A truly enjoyable meal should satisfy both the mind and body. Which is why dining environment is as important as the chef’s mastery. Unique restaurant experiences can be found throughout the world – let us have a look at some of them.
Tokyo-based Ryoji Iedokoro Architecture Office have developed the Yakiniku Nikunotoriko restaurant located in Tokyo. This place aims to change customers’ perception of what a yakiniku restaurant should be like.
The design of the restaurant’s two floors places an emphasis on the sense of touch and texture, as Ryoji Iedokoro believes that “the memory of a taste is actually the memory of that entire experience”.

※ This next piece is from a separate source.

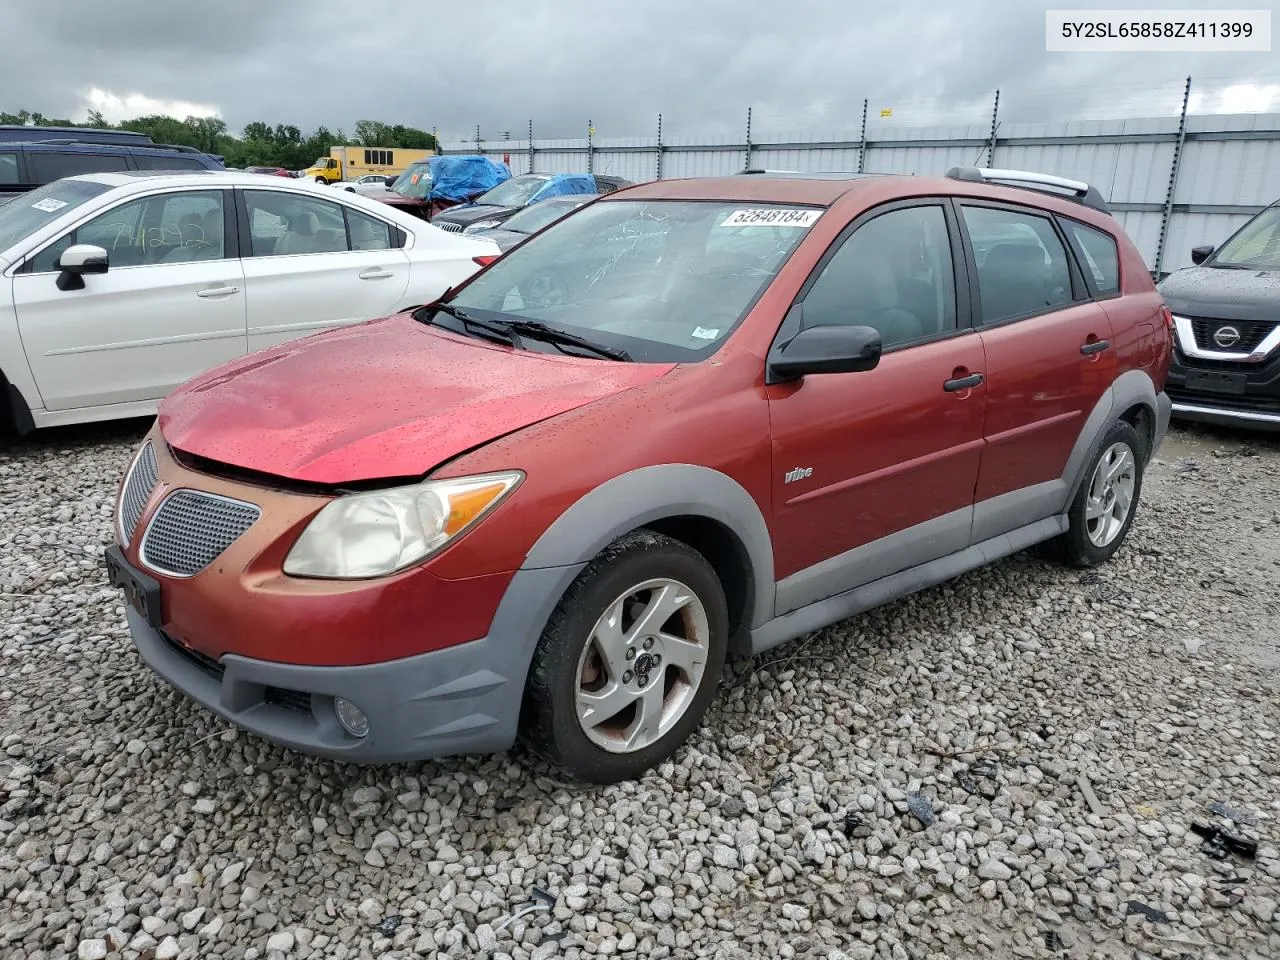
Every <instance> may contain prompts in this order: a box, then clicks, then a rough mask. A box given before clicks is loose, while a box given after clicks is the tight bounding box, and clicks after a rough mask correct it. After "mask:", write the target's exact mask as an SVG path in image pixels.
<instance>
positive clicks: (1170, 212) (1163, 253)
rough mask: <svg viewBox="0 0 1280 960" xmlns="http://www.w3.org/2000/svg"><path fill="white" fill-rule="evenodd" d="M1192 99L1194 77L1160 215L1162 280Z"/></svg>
mask: <svg viewBox="0 0 1280 960" xmlns="http://www.w3.org/2000/svg"><path fill="white" fill-rule="evenodd" d="M1190 99H1192V78H1190V77H1188V78H1187V84H1185V86H1184V87H1183V111H1181V114H1180V115H1179V118H1178V140H1176V141H1175V142H1174V161H1172V164H1170V168H1169V187H1167V189H1166V191H1165V210H1164V212H1162V214H1161V215H1160V239H1158V241H1157V242H1156V269H1155V270H1153V274H1155V278H1156V280H1157V282H1158V280H1160V270H1161V268H1162V266H1164V264H1165V241H1166V239H1167V238H1169V220H1170V218H1172V215H1174V189H1175V188H1176V187H1178V168H1179V166H1180V165H1181V161H1183V143H1185V142H1187V105H1188V102H1189V101H1190Z"/></svg>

A specially constructed 6.5-meter glass table sits on the first floor and has a unique look: as if smoke has been captured in the glass. The stucco-like texture of the walls creates a rough uneven surface resembling an actual cave wall.
The second floor’s theme is ‘earth and greenery’: the landscape of the area is layered and asymmetric. The steel pipes imitate trees and are used as partitions to create a sense of privacy for the diners.

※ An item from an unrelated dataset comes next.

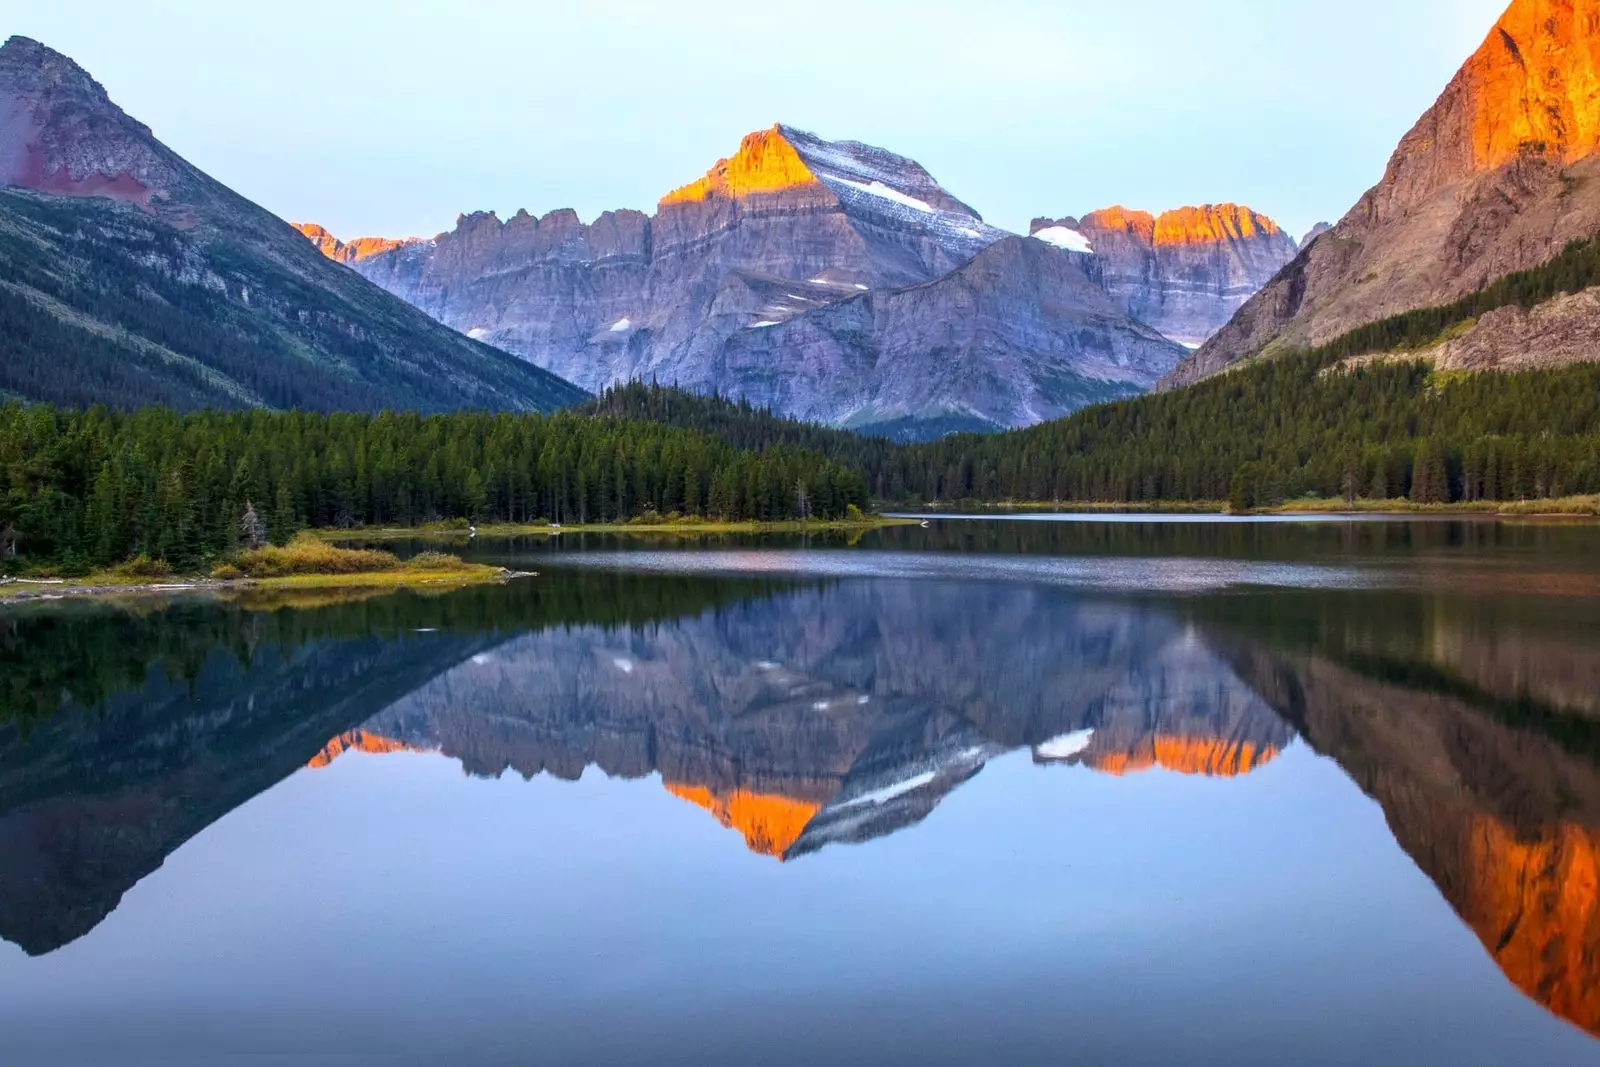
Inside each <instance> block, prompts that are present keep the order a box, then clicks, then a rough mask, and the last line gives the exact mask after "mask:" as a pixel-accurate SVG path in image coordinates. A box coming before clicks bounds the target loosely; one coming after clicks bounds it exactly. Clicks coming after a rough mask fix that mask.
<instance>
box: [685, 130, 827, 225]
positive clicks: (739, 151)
mask: <svg viewBox="0 0 1600 1067" xmlns="http://www.w3.org/2000/svg"><path fill="white" fill-rule="evenodd" d="M816 184H821V182H818V178H816V174H813V173H811V168H808V166H806V165H805V160H802V158H800V154H798V152H795V149H794V146H792V144H789V141H787V139H786V138H784V134H782V133H781V131H779V128H778V126H773V128H771V130H762V131H760V133H752V134H749V136H746V138H744V141H742V142H741V144H739V150H738V152H736V154H734V155H733V158H726V160H717V165H715V166H712V168H710V171H707V173H706V176H704V178H701V179H699V181H694V182H690V184H688V186H683V187H682V189H675V190H672V192H669V194H667V195H666V197H662V198H661V206H669V205H674V203H698V202H701V200H709V198H712V197H723V198H728V200H741V198H744V197H749V195H752V194H762V192H781V190H784V189H794V187H795V186H816Z"/></svg>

Denver-based Tres Birds Workshop designed a Japanese restaurant in Denver and topped it with a greenhouse.
This two-story building is rectangular in its plan and has a solid brick and concrete base, while its upper part is a fully glazed volume topped with a multi-gable roof.
Uchi takes the ground floor and features an L-shaped dining area that is organized around a central sushi counter and bar. The two rooms offer different atmospheres – one is light and warm, the other is designed in darker tones.
The southern wall of the restaurant is composed of reclaimed red bricks and custom-made crystal blocks which transfer light and energy, thus connecting the interior to the distant cityscape while at the same time sharing the warmth of the inside with the passers-by. The ceiling is made of raw wooden planks that help soften noise and add to the room’s sense of enclosure.
The 650-square-metre greenhouse featuring aeroponic towers that require no soil supplies the kitchen with organic greens available throughout the year. Moreover, this urban farm provides leafy greens for several local restaurants and markets too.
Norwegian Snøhetta have created Under – Europe’s First Underwater Restaurant in Lindesnes.
The 34-meter long monolithic form of the restaurant is half-sunken into the sea from the craggy shoreline, and offers visitors a unique view of marine life. The design of the structure is built to withstand pressure and shock from the sea conditions and meant to fully integrate into the surrounding marine environment over time: its rough concrete shell will serve as an artificial reef, welcoming limpets.
The area is known for its severe and rapidly changing weather conditions. But inside the restaurant’s rich interiors create a warm and welcoming atmosphere: hushed oak-clad foyer, sunset colored textile-clad ceiling panels and bespoke furniture. A huge horizontal window of the restaurant serves as a visual gateway connecting the guests to the wildlife in the water.
The project will also welcome interdisciplinary research teams studying marine biology and fish behavior through cameras and other tools, which are installed on and outside the facade of the restaurant.